Thread: Re: Parameter NOT NULL to CREATE DOMAIN not the same as CHECK (VALUE IS NOT NULL)

On Fri, Jan  3, 2025 at 01:39:44PM +0000, PG Doc comments form wrote:
> The following documentation comment has been logged on the website:
> 
> Page: https://www.postgresql.org/docs/17/sql-createdomain.html
> Description:
> 
> The manual claims:
> 
> The syntax NOT NULL in this command is a PostgreSQL extension. (A
> standard-conforming way to write the same would be CHECK (VALUE IS NOT
> NULL). […])
> 
> But both variants differ when composite types are involved:
> 
> CREATE TYPE complex AS (real float8, imag float8);
> 
> CREATE DOMAIN d1 AS complex NOT NULL;
> CREATE DOMAIN d2 AS complex CHECK (VALUE IS NOT NULL);
> 
> SELECT '(,)'::d1; -- allowed
> SELECT '(,)'::d2; -- not allowed

(Theead moved to hackers since there are correctness questions here.)

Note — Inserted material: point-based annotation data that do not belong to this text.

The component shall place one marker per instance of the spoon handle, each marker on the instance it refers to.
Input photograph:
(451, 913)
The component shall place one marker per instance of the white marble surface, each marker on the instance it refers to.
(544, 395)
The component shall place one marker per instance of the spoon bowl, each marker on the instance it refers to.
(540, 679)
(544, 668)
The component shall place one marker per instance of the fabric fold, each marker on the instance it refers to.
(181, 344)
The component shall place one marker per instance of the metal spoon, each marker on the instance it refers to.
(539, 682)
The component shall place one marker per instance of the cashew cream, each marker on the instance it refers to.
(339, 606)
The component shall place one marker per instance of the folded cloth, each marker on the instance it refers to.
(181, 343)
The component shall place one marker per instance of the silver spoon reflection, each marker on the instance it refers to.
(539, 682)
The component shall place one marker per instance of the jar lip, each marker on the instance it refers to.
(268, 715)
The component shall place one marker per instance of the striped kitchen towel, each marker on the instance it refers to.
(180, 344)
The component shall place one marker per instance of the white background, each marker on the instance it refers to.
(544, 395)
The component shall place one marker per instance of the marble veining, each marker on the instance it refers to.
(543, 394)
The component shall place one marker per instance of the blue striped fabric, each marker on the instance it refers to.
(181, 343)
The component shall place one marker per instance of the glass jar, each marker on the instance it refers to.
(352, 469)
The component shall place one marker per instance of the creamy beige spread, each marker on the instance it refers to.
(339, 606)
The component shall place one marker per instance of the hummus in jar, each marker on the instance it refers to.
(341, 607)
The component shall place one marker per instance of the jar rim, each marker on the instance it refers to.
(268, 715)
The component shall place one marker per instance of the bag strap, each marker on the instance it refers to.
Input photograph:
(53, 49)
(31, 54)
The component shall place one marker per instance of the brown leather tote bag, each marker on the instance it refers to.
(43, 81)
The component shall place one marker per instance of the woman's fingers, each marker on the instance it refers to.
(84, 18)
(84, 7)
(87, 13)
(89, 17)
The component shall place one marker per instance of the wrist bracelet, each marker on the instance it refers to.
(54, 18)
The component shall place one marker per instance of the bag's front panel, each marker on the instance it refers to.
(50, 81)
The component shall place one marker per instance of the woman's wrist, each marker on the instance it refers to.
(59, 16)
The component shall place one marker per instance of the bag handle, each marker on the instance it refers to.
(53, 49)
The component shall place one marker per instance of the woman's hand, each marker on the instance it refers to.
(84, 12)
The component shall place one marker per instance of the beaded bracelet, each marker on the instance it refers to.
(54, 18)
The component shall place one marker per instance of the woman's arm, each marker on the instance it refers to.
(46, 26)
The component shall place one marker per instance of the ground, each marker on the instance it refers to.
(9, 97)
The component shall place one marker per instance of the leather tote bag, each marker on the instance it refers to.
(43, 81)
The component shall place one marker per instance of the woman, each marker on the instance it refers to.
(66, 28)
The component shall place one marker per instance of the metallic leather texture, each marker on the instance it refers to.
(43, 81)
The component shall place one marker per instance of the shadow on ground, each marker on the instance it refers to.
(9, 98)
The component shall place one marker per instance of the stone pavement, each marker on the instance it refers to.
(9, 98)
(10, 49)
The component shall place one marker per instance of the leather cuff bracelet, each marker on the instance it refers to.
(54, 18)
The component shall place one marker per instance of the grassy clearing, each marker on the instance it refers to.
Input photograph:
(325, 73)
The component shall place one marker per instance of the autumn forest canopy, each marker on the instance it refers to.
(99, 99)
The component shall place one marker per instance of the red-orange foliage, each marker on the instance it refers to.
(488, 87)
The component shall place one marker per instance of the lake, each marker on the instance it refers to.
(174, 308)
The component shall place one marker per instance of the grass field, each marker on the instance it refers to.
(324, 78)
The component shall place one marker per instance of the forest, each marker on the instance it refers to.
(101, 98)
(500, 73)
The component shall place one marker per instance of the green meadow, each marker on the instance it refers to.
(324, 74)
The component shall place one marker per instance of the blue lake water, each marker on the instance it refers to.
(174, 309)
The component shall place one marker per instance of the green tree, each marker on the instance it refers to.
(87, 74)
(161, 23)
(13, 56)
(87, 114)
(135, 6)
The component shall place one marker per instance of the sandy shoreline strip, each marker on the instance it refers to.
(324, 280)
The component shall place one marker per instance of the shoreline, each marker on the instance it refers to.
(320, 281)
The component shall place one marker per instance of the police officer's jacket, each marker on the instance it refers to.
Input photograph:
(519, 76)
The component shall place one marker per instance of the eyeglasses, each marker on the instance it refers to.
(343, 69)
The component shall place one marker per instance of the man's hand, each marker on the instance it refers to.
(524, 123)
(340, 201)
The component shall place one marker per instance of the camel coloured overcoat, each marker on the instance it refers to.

Wow, I dug into this and found even more problems.  First, your examples
in master return what you reported:

    CREATE TYPE complex AS (real float8, imag float8);

    CREATE DOMAIN d1 AS complex NOT NULL;
    CREATE DOMAIN d2 AS complex CHECK (VALUE IS NOT NULL);

-->    SELECT '(,)'::d1; -- allowed
     d1
    -----
     (,)

    SELECT '(,)'::d2; -- not allowed
    ERROR:  value for domain d2 violates check constraint "d2_check"

I added some tests without DOMAINs and found further problems,
specifically the ability to put a value that tests IS NULL as true in a
NOT NULL composite-type column, and not honoring WHERE col IS NULL
tests:

    CREATE TABLE complex_test (col complex NOT NULL);

    -- accepts NULL in a NOT NULL column
    INSERT INTO complex_test VALUES ('(,)');

    -- proof it is NULL
    SELECT col, col IS NULL FROM complex_test;
     col | ?column?
    -----+----------
     (,) | t
    
    -- NOT NULL column returns NULL value
    SELECT col, col IS NULL FROM complex_test WHERE col IS NOT NULL;
     col | ?column?
    -----+----------
     (,) | t
    
    EXPLAIN SELECT col, col IS NULL FROM complex_test WHERE col IS NOT NULL;
                               QUERY PLAN
    -----------------------------------------------------------------
     Seq Scan on complex_test  (cost=0.00..23.60 rows=1360 width=33)
    
    -- IS NULL does not return NULL value
    SELECT col, col IS NULL FROM complex_test WHERE col IS NULL;
     col | ?column?
    -----+----------
    
    -- optimization in PG 17 prevents any comparison to NULL
    EXPLAIN SELECT col, col IS NULL FROM complex_test WHERE col IS NULL;
                    QUERY PLAN
    -------------------------------------------
     Result  (cost=0.00..0.00 rows=0 width=33)
       One-Time Filter: false

With the optimizations in PG 17 for NULL checks:

    https://www.postgresql.org/docs/17/release-17.html#RELEASE-17-OPTIMIZER
-->    Remove IS NOT NULL restrictions from queries on NOT NULL columns and
-->    eliminate scans on NOT NULL columns if IS NULL is specified.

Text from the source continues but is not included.